Given the root of a binary tree, return the maximum width of the given tree.
The maximum width of a tree is the maximum width among all levels.
The width of one level is defined as the length between the end-nodes (the leftmost and rightmost non-null nodes), where the null nodes between the end-nodes are also counted into the length calculation.

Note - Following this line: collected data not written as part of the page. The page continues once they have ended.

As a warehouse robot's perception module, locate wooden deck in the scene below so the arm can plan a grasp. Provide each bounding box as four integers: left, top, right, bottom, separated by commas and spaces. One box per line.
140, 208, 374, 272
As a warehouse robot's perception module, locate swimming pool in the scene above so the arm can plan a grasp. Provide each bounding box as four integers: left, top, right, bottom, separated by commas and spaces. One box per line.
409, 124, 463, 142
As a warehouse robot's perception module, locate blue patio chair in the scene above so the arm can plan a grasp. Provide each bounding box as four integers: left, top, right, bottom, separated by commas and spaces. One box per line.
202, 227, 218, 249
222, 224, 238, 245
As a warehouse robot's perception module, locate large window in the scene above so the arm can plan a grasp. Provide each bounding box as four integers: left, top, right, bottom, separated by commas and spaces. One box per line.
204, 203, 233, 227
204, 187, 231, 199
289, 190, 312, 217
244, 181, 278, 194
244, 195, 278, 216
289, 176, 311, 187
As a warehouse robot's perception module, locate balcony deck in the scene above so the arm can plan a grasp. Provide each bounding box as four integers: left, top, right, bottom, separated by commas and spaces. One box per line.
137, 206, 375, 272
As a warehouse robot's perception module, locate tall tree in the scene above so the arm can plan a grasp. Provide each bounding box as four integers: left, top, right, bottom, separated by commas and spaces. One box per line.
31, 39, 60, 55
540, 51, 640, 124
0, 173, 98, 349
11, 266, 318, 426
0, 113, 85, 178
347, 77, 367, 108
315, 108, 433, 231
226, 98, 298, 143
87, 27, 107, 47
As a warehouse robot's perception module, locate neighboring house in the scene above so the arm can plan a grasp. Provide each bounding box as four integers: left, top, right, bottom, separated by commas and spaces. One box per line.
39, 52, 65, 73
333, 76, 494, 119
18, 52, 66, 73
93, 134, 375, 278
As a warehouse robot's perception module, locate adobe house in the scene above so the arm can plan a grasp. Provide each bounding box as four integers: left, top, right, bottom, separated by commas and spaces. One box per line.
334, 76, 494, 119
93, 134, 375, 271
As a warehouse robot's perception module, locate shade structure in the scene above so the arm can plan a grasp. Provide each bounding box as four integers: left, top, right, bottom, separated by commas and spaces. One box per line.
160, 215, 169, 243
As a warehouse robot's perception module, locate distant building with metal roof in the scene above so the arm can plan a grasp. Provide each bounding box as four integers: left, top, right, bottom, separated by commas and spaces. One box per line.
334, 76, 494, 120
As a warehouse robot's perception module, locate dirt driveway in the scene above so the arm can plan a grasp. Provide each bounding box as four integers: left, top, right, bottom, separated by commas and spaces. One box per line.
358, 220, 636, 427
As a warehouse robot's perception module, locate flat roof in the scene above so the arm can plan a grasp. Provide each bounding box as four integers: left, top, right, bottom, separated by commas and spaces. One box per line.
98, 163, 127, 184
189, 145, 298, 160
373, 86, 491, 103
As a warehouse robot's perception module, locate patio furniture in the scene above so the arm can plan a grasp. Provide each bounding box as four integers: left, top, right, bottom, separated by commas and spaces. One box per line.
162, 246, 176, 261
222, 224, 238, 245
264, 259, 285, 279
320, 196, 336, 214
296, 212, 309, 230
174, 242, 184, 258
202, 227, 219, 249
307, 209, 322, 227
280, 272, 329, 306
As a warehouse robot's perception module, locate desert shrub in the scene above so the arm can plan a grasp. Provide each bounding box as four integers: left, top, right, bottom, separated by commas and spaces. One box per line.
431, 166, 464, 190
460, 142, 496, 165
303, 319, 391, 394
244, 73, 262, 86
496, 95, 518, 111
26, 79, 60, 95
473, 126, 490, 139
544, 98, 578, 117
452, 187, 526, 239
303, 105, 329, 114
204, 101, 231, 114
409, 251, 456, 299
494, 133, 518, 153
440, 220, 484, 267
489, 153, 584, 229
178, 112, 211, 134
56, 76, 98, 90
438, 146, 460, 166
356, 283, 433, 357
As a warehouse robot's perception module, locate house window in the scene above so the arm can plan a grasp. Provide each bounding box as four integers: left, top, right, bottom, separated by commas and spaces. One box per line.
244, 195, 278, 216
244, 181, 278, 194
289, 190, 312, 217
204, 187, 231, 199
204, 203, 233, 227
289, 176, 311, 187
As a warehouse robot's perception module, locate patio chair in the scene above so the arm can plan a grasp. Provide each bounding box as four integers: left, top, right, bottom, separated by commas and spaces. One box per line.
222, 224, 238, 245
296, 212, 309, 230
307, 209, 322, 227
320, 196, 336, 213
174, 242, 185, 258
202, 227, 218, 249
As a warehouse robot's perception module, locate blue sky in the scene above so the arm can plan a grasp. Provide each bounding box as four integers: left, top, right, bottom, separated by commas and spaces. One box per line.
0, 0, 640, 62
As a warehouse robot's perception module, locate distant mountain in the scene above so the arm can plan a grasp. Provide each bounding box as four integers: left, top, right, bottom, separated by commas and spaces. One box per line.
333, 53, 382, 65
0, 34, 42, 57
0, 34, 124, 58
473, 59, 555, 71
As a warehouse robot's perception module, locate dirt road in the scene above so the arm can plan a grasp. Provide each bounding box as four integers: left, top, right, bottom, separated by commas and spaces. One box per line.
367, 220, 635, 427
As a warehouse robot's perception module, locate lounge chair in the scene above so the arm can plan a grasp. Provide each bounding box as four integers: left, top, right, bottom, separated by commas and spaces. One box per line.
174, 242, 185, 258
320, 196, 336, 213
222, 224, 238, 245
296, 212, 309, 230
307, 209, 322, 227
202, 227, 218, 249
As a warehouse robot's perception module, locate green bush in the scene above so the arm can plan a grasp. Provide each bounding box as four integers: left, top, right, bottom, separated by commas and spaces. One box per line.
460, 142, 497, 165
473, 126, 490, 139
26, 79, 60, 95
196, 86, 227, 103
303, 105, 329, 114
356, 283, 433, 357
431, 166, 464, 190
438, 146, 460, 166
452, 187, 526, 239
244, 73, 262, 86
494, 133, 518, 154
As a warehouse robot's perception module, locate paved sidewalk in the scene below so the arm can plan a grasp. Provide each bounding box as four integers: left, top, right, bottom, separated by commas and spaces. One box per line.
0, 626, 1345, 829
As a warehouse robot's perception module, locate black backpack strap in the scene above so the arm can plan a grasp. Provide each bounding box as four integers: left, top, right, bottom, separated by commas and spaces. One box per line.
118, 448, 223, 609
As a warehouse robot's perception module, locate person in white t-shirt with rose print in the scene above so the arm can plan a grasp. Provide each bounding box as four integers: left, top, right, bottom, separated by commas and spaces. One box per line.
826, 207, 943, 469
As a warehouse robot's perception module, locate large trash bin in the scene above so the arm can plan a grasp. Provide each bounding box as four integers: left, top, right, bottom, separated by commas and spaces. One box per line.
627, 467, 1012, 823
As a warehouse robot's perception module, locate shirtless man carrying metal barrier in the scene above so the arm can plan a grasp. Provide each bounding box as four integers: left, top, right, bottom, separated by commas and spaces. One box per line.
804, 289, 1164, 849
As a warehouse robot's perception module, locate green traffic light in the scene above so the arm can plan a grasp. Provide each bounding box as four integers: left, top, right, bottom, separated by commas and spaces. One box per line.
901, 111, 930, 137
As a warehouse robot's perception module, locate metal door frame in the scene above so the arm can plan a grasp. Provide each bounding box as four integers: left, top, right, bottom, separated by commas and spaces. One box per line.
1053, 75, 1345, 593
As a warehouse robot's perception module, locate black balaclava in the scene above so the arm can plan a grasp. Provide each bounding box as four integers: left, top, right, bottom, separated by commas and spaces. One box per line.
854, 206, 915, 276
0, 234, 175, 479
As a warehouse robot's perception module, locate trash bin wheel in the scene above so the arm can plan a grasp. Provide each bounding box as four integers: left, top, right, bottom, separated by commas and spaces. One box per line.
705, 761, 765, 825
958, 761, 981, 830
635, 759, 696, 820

It is guaranteed that the answer will in the range of 32-bit signed integer.
class Solution {
public:
int widthOfBinaryTree(TreeNode* root)
{
if (!root) return 0;
unsigned int ans = 0;
queue<pair<TreeNode*, int>> q;
q.push({ root, 0 });
// bfs ( level order traversal )
while (!q.empty()) {
int size = q.size();
int min = q.front().second;
unsigned int first, last;
for (int i = 0; i < size; i++) {
unsigned int curr = q.front().second - min;
TreeNode* node = q.front().first;
q.pop();
if (i == 0)
first = curr;
if (i == size - 1)
last = curr;
// pushing left child subtree
if (node->left)
q.push({ node->left, 2 * curr + 1 });
// pushing right child subtree
if (node->right)
q.push({ node->right, 2 * curr + 2 });
}
ans = max(ans, last - first + 1);
}
return ans;
}
};- Int will give integer overflow, so we use unsigned int.
class Solution {
private:
unsigned int dfs(TreeNode* root, unsigned int level, unsigned int order, vector<unsigned int>& start, vector<unsigned int>& end)
{
if (root == NULL) {
return 0;
}
int n = start.size();
if (n == level) {
start.push_back(order);
end.push_back(order);
} else {
end[level] = order;
}
int curr = end[level] - start[level] + 1;
int left = dfs(root->left, level + 1, 2 * order, start, end);
int right = dfs(root->right, level + 1, 2 * order + 1, start, end);
return max({ curr, left, right });
}
public:
int widthOfBinaryTree(TreeNode* root)
{
vector<unsigned int> start;
vector<unsigned int> end;
return int(dfs(root, 0, 1, start, end));
}
};- codestudio problem is simple, just use level order traversal and store max width of level.